Özellikle şaşırtıcı, o kanlı yılların doğrudan tanıklarının Lider'e karşı tutumu. Korku ve yaygın suçlama, NKVD kıyma makinesinin gözüne düşme korkusu, insanların şiddet rejiminden hoşlanmamasına ve nefret etmesine neden olmalı, ama tam tersi çıktı, ona hayran kaldılar ve saygı duydular.
Stalin'in doğum günü, işkence etmeyi ve başkalarının kanını dökmeyi sevenler için bayramdır ve köleleştirilenlerin ona karşı gösterdiği hürmet hala anlaşılmazdır.
Birçoğu, Stalin liderliğindeki Büyük Vatanseverlik Savaşı'ndaki zafere atıfta bulunur. Ama neden lider galip rütbesine yükseldi, çünkü savaş halk tarafından kazanıldı.korkunç zorluklar ve milyonlarca insan hayatını kaybetmek mi? Zafer için ödenen bu kadar yüksek bir bedelden sorumlu olması gerekenin Stalin figürü olduğu gerçeğine göz yumdular. Faşizm halkı yendi, özgürlüğün bedelini kanıyla, açlığıyla ve azabıyla ödedi.
İnsanların dünya tarihinde korkunç bir an, tarihi soğuk 18 Aralık olan Stalin'in doğum günüdür.
Michel Nostradamus, tiran ve despot Iosif Dzhugashvili'nin ortaya çıkmasından yüzyıllar önce dörtlüklerinde "kızıl Oset" in gelişiyle "vahşi" ülke için gelecek zor zamanlar hakkında yazdı. "Vahşilik" kelimesinden rahatsız olmayın. Uysal koyunlar gibi öldürmelerine, boğmalarına ve özgürlüklerini ezmelerine izin veren, suni olarak "azizlerin yüzü"ne yükseltilmiş bir diktatörün emriyle her şeyi yapan bir halk, başka türlü adlandırılamaz.

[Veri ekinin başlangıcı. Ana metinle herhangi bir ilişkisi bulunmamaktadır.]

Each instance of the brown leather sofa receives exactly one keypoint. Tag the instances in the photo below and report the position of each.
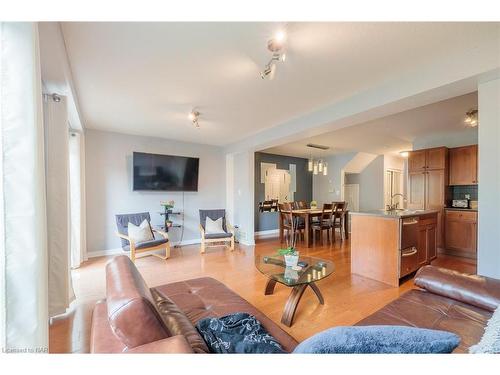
(447, 300)
(136, 319)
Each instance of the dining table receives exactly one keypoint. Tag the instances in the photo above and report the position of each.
(308, 214)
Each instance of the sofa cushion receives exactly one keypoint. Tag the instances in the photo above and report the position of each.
(480, 291)
(131, 309)
(145, 244)
(379, 339)
(206, 298)
(213, 236)
(178, 323)
(422, 309)
(237, 333)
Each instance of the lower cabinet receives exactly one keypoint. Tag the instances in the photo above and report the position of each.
(461, 233)
(427, 240)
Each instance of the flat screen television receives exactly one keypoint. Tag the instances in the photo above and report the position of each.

Joseph Stalin'in doğum gününü hâlâ onurlandıran insanlar başka hangi ismi hak ediyor?
Komünist terörün sayısız kurbanına bakılırsa, "herkes" sevilen liderin Deccal olarak adlandırılması gerekir ve eylemlerinin acımasızlığı Adolf Hitler'in eylemlerinden farklı değildi. Komünistlerin argümanlarını takip edersek, o zaman sadece Stalin'in doğum gününü değil, aynı zamanda Führer'in doğum tarihini de kırmızı bir tarih yapmak gerekir.
Tarihin dersleri unutulmamalı ve hiç kimse despot şahsiyetlerin "tatlı" konuşmaları ve vaatleri karşılığında özgürlüğünden vazgeçmeye cesaret edemez. Asıl şeyi unutuyoruz, ülkenin herhangi bir liderliği efendilerin değil, halkın hizmetkarıdır. Her şeyi yapsalar bileinsanların iyiliği için, bu onların işi ve başka bir şey değil.
Stalin'in veya iktidar temsilcilerinden herhangi birinin doğum gününü sadece bir kişinin akrabaları ve arkadaşları kutlamalıdır. Her vatandaşın hayatta kendi değerleri ve kazanımları vardır. Hiç kimse insanlar arasındaki iyi ve sıcak ilişkileri iptal edemez, ancak aile ve sevdikleriniz, tüm dikkatin gösterilmesi ve tecavüzden korunması gereken ana nesnedir. Her birey için ilk ve sarsılmaz değer, yüzyıllar boyunca kazanılmış özgürlüktür ve sizi kanlı bir kafese koyan kişiyi onurlandırmak, ona övgü dolu sözler söylemek, en azından sadece fiziksel değil, köleliğe giden yoldur. ama aynı zamanda ahlaki.